Sunday, 8 March 2009

How will the Tories fill our power shortfall?

David Cameron appears oblivious to the fact that within a few years we will not be generating enough power to keep the country running, says Christopher Booker.

 
Drax power station
Up in smoke: We face a 40 per cent shortfall in energy supply Photo: PA

When, as seems ever more likely, David Cameron enters Downing Street as prime minister, he will find himself facing two major national crises. One, our collapsing economy, he knows about, although it is not certain what he plans to do about it. To the other, however, he seems totally oblivious.

There is no secret about the fact that within a few years Britain will be faced with a terrifying and unprecedented shortfall in its electricity supplies. All but one of the nuclear plants which provide a fifth of our power are so old they will have to close. Nine more major coal and oil-fired power stations are rapidly running out of the hours they are allowed to remain open by Brussels.

The combined output of these plants is 22 gigawatts (GW). At peak demand we need 56GW. We thus face a 40 per cent shortfall in the supply needed to keep our economy functioning. There is no way that gap can be filled in time by new nuclear plants. Building more gas plants, when we are fast running out of our own gas and prices are likely to soar, all the experts agree is crazy.

So what does Mr Cameron propose? There is no more alarming gap in Tory thinking than the complete vacuum that represents their energy policy. For three years they have indulged themselves making "green" noises about the need for a "low carbon economy", "smart meters", more wind turbines, without giving any indication that they have the slightest practical knowledge of where our electricity actually comes from.

This was devastatingly brought home in January 2006 when the media were summoned to watch Mr Cameron and his shadow cabinet colleagues sitting in front of laptops to sign up with "green electricity" suppliers. Clearly they imagined that if you sign up to a "green" tariff, all your power will somehow come from nice eco-friendly windmills and solar panels. In fact it all still comes through the National Grid, where the derisory amount of power from windmills just gets mixed in with all that "dirty" electricity from grown-up power stations.

Mr Cameron himself signed up with a company called "npower juice", which boasts that it gets most of its power from a windfarm off the north Welsh coast. The deal is fine for npower, which makes £9 million a year in subsidies from its turbines through selling Renewable Obligation Certificates, on top of much the same from the electricity itself. But most of the power entering Mr Cameron's home via the grid is no more "renewable" than anyone else's.

From the electricityinfo website we can actually see the sources from which supply companies derive their power. Npower gets 38 per cent from coal, 46 per cent from gas, only 3 per cent from renewables. Mr Cameron's energy adviser Zac Goldsmith, also present in 2006, happily explained that he is signed up with Ecotricity, which likes to boast that it is the "greenest" of all supply companies.
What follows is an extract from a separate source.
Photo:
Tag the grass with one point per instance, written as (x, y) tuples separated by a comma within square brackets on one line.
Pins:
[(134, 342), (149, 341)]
But even Ecotricity only derives 37 per cent from renewables, the remaining two-thirds coming from nasty, polluting, ungreen coal, gas and nuclear.

The point of this story is that it reveals the almost fathomless naivete of the Tory leadership about one of the two most serious issues which will confront them if they come to power. They babble on about the wind turbines which very intermittently provide barely 1 per cent of the electricity we need and are unlikely ever to produce significantly more. But they show not a glimmer of grasping the scale of the crisis now roaring down on us, let alone give any sign they have an answer to it, Unless they grow up very fast on this issue, Mr Cameron could go down in history as the man who left Downing Street shortly after the lights went out.

A point well delivered

Following my item last week pointing out that the part-privatisation of Royal Mail is ordained under EU directives, that doughty Tory backbencher Ann Winterton made the same point at a rowdy Prime Minister's Questions. An embarrassed hush fell on the House as if someone had broken wind in church.

Harriet Harman in reply notably avoided mentioning the EU but directed Lady Winterton to "the Hooper report", to which I referred last week, where the guilty secret is revealed. MPs don't mind being in Europe and ruled by Europe, but the last thing they want is for anyone to admit it.

Fuel for thought

Completely missing from the excitement over the 25th anniversary of the miners' strike was the most interesting point about it. Our coal industry went into the strike with 187,000 miners and 174 pits, of wildly varying efficiency. Four years later the inefficient pits were closed and the workforce cut by two-thirds. Yet output, at 100 million tons a year, was much the same as before the strike. Productivity had trebled. Then in the 1990s, thanks to Michael Heseltine's "dash for gas", the benefits of that revolution were chucked away.

Of the 62 million tons a year of coal that we use now, only 17 million are mined in Britain and we import 22 million from Mr Putin's Russia. Good old Hezza, as the Tories used to say.